My machine quilting has improved tremendously over the last six months. It’s amazing what quilting for a couple of hours every day will do. This current large piece is moving along nicely, and I’m taking the time to really think about how every element has to work perfectly together.

But…I still need quilting ideas and help. For the longest time I’ve heard about Continuous Quilting Designs, and I’ve looked at them, mentally followed them, and then wondered how on earth I could possibly do that. Now that I’m expanding my repertoire, I am still kind of confused about creating a whole motif in one section of a quilt.

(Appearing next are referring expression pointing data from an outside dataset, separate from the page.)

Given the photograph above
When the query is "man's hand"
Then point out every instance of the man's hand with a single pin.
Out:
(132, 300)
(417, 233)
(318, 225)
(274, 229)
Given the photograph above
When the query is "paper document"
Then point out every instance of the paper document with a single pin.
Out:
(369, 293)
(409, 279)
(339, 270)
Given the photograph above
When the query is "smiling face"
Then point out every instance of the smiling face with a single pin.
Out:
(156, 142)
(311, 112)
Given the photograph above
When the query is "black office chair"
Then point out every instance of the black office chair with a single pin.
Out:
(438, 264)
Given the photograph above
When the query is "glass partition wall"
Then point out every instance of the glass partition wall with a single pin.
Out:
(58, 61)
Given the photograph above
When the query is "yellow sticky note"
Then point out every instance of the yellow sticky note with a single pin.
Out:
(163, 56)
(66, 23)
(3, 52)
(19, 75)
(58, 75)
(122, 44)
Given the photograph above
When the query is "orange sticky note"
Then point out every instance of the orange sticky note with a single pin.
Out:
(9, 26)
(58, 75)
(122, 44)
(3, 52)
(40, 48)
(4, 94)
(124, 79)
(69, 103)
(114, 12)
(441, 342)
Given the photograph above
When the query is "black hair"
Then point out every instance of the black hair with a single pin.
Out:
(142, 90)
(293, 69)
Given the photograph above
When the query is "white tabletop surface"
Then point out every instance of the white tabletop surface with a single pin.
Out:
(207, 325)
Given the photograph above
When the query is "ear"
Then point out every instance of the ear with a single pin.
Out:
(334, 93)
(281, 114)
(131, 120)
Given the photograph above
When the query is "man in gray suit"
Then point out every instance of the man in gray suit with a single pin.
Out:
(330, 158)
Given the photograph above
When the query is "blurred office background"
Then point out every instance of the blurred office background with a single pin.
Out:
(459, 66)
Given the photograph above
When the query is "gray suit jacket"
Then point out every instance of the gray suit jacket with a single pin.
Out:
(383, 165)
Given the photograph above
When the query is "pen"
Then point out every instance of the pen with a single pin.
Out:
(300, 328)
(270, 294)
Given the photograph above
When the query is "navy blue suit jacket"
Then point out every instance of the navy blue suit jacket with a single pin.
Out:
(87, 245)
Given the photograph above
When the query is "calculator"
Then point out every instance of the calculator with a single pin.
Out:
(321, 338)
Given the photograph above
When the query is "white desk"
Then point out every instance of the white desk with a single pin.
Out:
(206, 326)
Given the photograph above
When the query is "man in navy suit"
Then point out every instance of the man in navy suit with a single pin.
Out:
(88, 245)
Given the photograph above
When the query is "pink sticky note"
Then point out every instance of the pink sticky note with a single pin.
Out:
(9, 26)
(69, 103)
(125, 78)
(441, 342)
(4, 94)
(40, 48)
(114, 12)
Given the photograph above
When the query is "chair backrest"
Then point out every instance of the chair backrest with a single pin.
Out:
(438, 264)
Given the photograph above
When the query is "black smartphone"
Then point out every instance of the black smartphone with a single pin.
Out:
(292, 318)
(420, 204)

I found the answer. Laura Lee Fritz has a series of books with C & T Publishing, and I just had a read-through of 250 New Continuous-Line Quilting Designs. In the words of my students, “OMG, I get it!” Within the first couple of pages I knew I could do this. Laura spells it out simply and completely – how to do EVERY single step. From setting up the book itself for easy use to the types of water-soluble stabilizer to transfer of design to actually doing the quilting – there is no question you will feel like you can create every single one of these designs.

It never occurred to me to trace the design. Maybe that is an obvious step to a lot of people, but “free motion” to me means free-hand. Not so. Here’s what Laura says:

“If you aren’t ready to make the leap into free-motion quilting, there are simple steps to follow to transfer the designs onto your quilt top. 1. You can trace your designs onto water-soluble stabilizer with a permanent pen (Sharpie and Pilot are good choices) and quilt through it as the topmost layer of your quilt. Try the Solvy stabilizers made by Sulky, or Dissolve from Superior Threads, as they really do wash out of the cloth.” (page 4).

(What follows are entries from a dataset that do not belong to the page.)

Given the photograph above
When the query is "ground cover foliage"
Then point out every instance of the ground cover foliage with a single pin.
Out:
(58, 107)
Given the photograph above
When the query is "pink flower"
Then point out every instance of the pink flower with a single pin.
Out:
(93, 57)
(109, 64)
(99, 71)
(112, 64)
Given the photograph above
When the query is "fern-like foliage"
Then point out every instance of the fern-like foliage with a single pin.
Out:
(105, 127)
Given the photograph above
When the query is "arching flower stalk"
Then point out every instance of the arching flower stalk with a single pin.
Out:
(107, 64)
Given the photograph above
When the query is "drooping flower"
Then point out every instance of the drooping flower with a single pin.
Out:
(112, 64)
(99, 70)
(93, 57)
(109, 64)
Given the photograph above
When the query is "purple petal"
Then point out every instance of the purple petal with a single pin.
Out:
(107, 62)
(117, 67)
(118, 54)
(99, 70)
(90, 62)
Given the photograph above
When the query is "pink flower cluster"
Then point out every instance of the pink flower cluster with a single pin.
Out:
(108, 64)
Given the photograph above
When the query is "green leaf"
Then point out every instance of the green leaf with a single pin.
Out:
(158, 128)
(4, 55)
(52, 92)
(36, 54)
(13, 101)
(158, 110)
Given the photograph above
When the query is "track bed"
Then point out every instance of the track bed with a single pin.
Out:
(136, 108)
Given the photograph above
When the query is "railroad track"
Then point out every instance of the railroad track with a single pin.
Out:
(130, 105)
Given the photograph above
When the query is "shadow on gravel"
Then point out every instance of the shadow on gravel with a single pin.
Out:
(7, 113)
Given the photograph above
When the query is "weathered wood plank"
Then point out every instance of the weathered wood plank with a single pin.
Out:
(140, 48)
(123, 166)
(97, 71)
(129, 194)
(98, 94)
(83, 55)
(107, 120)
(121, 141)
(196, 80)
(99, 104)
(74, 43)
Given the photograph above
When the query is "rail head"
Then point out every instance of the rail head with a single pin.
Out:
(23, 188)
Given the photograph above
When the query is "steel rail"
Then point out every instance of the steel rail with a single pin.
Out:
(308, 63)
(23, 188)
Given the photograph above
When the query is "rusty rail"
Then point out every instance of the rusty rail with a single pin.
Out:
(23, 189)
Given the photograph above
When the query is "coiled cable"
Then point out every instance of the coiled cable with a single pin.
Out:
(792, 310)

There was such a moment of a-ha for me. So that’s how you do it.

Here’s a really important note that makes a lot of sense to me, given the work I’ve done with dyslexic students and my readings on brain research.

“Begin by tracing the designs with your fingertips or a pencil to practice the paths, and you will learn to stitch many of them free-hand. This tracing makes the pattern a physical memory and helps you quilt more smoothly.” (page 8) Muscles have memory, and I need to practice moving the paper design as though it were cloth, to help train my fingers and eyes just where I need to go. This one sentence tells me Laura really understands this process.

As for the designs, Laura has the following sections: Globe Trotting, Scrolls and Angles, Wilderness, Oldtime Cowboys, Heroic Moments, Wetlands, Baseball, and Edge of Town. I’m looking at the headings, thinking “no way.” Turns out there is at least one design in each section that I could incorporate without really even thinking about it.

This is an excellent resource for both beginning and intermediate quilters, on a domestic or long-arm machine. I would think, if I still did hand quilting, that this would really free up design for me. I strongly recommend this book for your library.

PS – in accordance with FTC guidelines, I need to tell you I received a free e-book of this title, with the condition that I would write  a review. Viewers of my blog know that I am honest and wouldn’t do anything that would lead you astray in books or materials. My reviews are from the heart and meant to be helpful.